This case takes place in Wisconsin and involves the loss of commissions due to an indirect purchase of a small independent broker. The plaintiff is a capital market investment firm that deals primarily with public school districts, offering public employee pensions and deferred services. They also provide teachers with access to mutual funds and earn a percentage in overrides or commissions. Since the plaintiff was not a broker-dealer they were required to work through another entity, paying them approximately 5% of gross dealer commissions. Another entity purchased this broker-dealer and displaced the plaintiff in receiving overrides. This entity was not a broker-dealer and was given a loan by the defendant of approximately $7 million. The defendant is one of the largest independent brokers and they offered loan forgiveness if the cash flow of the lendee hit a certain target. The plaintiff alleges that the defendant forced the plaintiff out of the prearranged deal and captured their override.

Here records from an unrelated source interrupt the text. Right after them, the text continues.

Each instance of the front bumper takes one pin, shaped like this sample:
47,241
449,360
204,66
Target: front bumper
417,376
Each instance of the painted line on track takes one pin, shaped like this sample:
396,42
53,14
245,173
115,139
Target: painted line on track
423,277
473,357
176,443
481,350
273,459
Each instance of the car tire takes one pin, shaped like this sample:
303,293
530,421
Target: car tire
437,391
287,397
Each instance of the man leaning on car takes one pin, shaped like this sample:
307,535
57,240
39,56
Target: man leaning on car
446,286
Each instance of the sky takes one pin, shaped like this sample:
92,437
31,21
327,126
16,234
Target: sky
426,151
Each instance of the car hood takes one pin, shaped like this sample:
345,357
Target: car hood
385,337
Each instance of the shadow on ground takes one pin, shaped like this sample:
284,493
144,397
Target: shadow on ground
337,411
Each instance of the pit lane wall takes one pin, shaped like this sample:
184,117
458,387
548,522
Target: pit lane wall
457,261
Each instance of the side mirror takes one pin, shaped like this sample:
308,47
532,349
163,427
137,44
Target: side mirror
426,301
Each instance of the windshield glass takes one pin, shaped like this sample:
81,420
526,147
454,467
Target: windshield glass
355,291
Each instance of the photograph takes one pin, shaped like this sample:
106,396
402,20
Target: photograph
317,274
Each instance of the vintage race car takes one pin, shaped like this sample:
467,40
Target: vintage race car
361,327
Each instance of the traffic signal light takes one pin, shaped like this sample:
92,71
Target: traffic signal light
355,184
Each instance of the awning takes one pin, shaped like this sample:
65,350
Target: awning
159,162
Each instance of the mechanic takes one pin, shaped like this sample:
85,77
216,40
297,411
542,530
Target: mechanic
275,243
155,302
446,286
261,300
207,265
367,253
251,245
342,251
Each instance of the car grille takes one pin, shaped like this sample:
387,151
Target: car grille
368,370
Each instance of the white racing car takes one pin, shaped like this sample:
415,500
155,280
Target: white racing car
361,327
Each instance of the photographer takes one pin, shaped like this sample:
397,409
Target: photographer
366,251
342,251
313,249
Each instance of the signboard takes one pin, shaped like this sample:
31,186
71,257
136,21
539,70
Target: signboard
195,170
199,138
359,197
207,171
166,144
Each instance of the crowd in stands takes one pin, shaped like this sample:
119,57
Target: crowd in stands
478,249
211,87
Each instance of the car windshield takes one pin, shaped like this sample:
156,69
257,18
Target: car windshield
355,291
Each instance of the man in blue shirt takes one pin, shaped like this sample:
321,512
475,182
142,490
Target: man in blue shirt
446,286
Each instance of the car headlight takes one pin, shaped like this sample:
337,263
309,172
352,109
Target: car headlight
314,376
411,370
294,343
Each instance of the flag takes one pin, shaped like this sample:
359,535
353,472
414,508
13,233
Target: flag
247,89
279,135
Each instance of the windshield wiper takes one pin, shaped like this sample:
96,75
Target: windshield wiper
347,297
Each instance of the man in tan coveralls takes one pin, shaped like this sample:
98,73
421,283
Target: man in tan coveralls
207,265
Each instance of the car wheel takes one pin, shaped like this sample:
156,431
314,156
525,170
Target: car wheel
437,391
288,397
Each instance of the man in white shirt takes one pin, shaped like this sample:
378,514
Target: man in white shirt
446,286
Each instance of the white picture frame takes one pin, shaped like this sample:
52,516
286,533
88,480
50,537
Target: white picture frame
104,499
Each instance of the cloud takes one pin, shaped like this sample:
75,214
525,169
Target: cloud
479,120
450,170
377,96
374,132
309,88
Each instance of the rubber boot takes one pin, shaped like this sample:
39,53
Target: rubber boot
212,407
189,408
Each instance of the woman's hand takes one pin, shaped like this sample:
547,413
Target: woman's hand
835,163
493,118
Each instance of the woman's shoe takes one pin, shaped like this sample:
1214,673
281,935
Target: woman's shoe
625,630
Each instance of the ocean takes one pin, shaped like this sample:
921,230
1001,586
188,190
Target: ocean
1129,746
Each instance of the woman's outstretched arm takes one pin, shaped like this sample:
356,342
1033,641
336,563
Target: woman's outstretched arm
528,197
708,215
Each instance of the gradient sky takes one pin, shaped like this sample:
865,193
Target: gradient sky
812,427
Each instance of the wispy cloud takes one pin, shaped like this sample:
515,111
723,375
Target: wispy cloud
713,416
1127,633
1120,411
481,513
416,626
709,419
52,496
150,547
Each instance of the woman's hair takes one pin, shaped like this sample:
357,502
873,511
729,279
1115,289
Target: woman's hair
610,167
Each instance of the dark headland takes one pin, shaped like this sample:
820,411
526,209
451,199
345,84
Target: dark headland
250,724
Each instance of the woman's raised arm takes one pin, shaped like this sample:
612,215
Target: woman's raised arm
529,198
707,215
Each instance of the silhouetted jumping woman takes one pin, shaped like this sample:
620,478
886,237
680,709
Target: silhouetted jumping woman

Question(s) For Expert Witness
- 1. Can you explain the structure of a broker dealer's relationship to registered representatives and the value of commissions and overrides to the broker?
- 2. What is standard procedure when switching broker-dealers under FINRA?
- 3. Can you explain the reasoning behind a large independent brokerage firm willing to lend $7 million which is forgivable?
Expert Witness Response
The broker-dealer license and its obligations are specific to the entity. Change of ownership does not impact the broker-dealer’s obligations. The broker-dealer, by regulations, can only pay registered staff and entities. However, its contractual obligations fall under common law and the law of contracts with the exception that any provision that violates the SEC Act of 1934 will be deemed unenforceable. Under Rule 1014, any ownership change must be approved by FINRA. Any change in the firm’s membership agreement must comply with FINRA Rule 1017. It is not an uncommon event for a brokerage firm to lend a large forgivable amount, and the reasoning depends upon the treatment of the loan for regulatory capital purpose. Based upon the time of the loan, the rules have changed to make any loan deemed to be forgiven to be treated as a capital infusion, which will trigger the provisions of Rule 1014.